The basics are just that, right? Well, okay. Here's how you can streamline your nutrition plans:
--Add the foods you eat all the time to your favorites by checking the box that says, "Add to Favorites" in the Add A Food window, before you add the food to your tracker. I've noticed that sometimes the window will tick the box automatically, and other times not. Anyone know why?
--Keep track of the food that you eat which is not in the database, and add it with the "Enter a Food Not Listed." Be sure to add as much detail as you can glean from the nutrition information on the box/package.
--You can add recipe foods to your tracker via SparkRecipes. On the recipe page, there is a link which says, "Add to Meal Planner." Clicking that link will open the Add A Food window, and that recipe can be made a favorite or just entered on your nutrition tracker for the day.
--If you want to track additional nutrients and other information, click on "Edit Nutrition Goals." This takes you to the default page with your suggested nutrition information and goals. Here, you can edit settings and add nutrients to track.
I track lots of things, like magnesium and zinc, which are important to me (dehydration and electrolyte imbalances are something I've had trouble with), as well as the common things like sodium and calcium. There are something like 75 different nutrients you can track at SP (remembering that not all food products have those various things listed).
Here, you can add other goals to your Goals page - like "Listen to a Get-Up-And-Go Song 1x per day" - as well as turn on and off SP meal planners.
--You can track just about anything you put into your mouth on SP - vitamins of all sorts, diet sodas and flavored waters - which contribute to your calorie and nutrition goals.
--Using the Daily Feedback is so important to tracking. I like to see where I've met my goals, or not. But where the real info is, is in the timeline graphs, where you can view the past 7 (or more days). Then you can run reports for daily, weekly, or monthly intake to get a better picture of your overall averages. I like to look at my intake weekly as an overview of where I am and where I need to work on things.

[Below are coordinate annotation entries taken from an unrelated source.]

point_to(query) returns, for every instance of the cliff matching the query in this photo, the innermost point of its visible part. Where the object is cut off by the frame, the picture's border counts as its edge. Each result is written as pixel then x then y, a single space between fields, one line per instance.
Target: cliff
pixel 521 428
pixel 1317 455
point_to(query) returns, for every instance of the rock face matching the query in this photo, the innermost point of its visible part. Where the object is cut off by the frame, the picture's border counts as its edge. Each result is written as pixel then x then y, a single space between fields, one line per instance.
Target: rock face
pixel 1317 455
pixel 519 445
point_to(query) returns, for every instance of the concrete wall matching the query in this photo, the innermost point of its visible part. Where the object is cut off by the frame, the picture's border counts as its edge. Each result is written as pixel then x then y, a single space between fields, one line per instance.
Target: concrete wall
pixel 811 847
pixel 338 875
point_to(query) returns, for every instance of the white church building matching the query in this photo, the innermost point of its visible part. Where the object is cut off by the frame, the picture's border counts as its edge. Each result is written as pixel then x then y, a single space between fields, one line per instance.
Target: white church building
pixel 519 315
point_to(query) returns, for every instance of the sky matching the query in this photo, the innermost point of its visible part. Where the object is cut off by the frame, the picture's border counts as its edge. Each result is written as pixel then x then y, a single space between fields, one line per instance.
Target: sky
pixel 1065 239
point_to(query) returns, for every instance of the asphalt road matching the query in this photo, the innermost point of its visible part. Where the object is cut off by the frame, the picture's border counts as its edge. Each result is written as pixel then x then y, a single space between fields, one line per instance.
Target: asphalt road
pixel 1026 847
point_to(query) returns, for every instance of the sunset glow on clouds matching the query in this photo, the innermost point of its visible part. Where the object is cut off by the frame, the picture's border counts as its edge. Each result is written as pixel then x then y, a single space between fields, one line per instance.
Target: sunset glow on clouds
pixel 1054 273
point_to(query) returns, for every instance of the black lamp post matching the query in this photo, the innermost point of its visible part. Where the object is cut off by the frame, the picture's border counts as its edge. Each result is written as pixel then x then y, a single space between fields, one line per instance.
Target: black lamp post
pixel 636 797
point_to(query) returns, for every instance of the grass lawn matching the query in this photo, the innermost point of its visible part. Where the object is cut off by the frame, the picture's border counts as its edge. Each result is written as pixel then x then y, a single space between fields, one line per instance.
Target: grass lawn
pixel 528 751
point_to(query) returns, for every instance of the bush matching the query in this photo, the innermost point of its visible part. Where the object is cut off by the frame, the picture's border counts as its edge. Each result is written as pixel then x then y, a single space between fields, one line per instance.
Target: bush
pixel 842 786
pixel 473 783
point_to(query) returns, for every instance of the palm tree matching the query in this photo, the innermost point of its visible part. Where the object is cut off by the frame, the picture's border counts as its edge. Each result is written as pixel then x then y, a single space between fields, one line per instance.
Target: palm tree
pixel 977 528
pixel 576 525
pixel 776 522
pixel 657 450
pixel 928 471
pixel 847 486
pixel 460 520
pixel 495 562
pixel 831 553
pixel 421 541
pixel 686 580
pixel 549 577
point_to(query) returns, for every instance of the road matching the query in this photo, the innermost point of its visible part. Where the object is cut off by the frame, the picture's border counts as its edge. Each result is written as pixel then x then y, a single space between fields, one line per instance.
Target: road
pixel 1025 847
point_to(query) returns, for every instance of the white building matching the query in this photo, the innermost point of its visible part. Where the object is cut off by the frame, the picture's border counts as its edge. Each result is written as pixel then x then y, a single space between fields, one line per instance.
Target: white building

--Also the Graphs which show your food ratios and the % of your macronutrients and % of calories by meal are a quick and easy way to determine where you need to reevaluate your overall eating patterns. My ratios for protein, carbs and fat are off from SP's recommendation; however, I'm diabetic, so I do not have the carbohydrate requirement that other folks might. So my protein intake is higher. I can see that via the graphs and know it looks okay - for me.
--You can print out and export your daily nutrition to an Excel file by clicking on See Today's Full Report. I'm not QUITE that dedicated. :)
There is a nice video tutorial for the Nutrition Tracker, too. Hope you all use this - DEFINITELY the most important part of any plan to get healthy. It's 80% nutrition - wish I'd believed that from the start!